Woah - the highest quality settings are really slow - let's try removing those, and see what the graph looks like. We can use a stripplot with low alpha to better show the distribution of the 10 samples:

sns.stripplot(
    data=df[df.quality<10],
    x="quality",
    y="duration",
    hue="algorithm",
    alpha=.25,
)

g = sns.pointplot(
    data=df[df.quality<10],
    x="quality",
    y="duration",
    hue="algorithm",
    join=False,
    palette="dark",
    markers="d",
    scale=.75,
    legend=False
)
plt.ylabel('duration (ms)')
plt.title('Compression time vs quality setting')

handles, labels = plt.gca().get_legend_handles_labels()
_ = plt.gca().legend(handles[:2], labels[:2])

Excellent, this is what we expected - as the quality setting increases, so does the compression duration. Brotli is slower than gzip, however we know from our compression ratio graph that it also compresses a lot more.

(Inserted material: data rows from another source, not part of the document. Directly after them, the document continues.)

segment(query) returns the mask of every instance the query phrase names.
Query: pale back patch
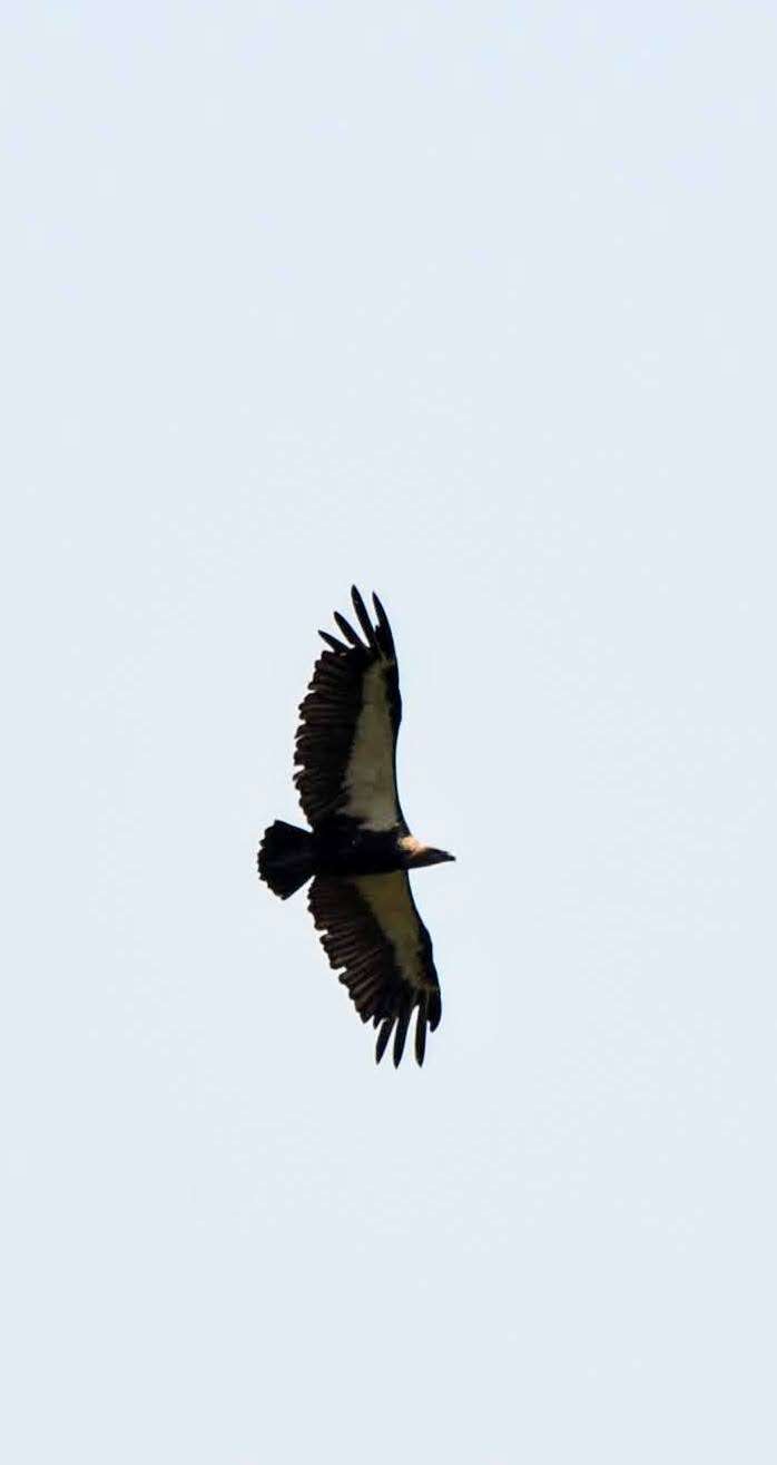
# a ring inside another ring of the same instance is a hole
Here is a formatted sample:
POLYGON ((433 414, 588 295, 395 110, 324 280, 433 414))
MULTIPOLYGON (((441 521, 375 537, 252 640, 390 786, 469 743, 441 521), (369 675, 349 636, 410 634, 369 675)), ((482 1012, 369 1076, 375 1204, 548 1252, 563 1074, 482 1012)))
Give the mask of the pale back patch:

Now we can add in the cost function, so we can work out the optimal algorithm and quality setting:

# from per 100ms to per ms
cloud_function_cost = 0.000005800 / 100

# from GB/mo to B/year
storage_cost = 0.010 * 12 / 1e9

df['cost'] = df.sizeCompressed * storage_cost + df.duration * cloud_function_cost

And we can plot the result:

sns.stripplot(
    data=df[df.quality<10],
    x="quality",
    y="cost",
    hue="algorithm",
    alpha=.25,
)

sns.pointplot(
    data=df[df.quality<10],
    x="quality",
    y="cost",
    hue="algorithm",
    join=False,
    palette="dark",
    markers="d",
    scale=.75,
    legend=False
)

plt.ylabel('cost (lower is better)')
plt.title('Cost vs quality')

handles, labels = plt.gca().get_legend_handles_labels()
_ = plt.gca().legend(handles[:2], labels[:2])

From this we can determine that brotli with a quality setting of 6 will result in the optimal balance between compression and runtime, and therefore the lowest cost!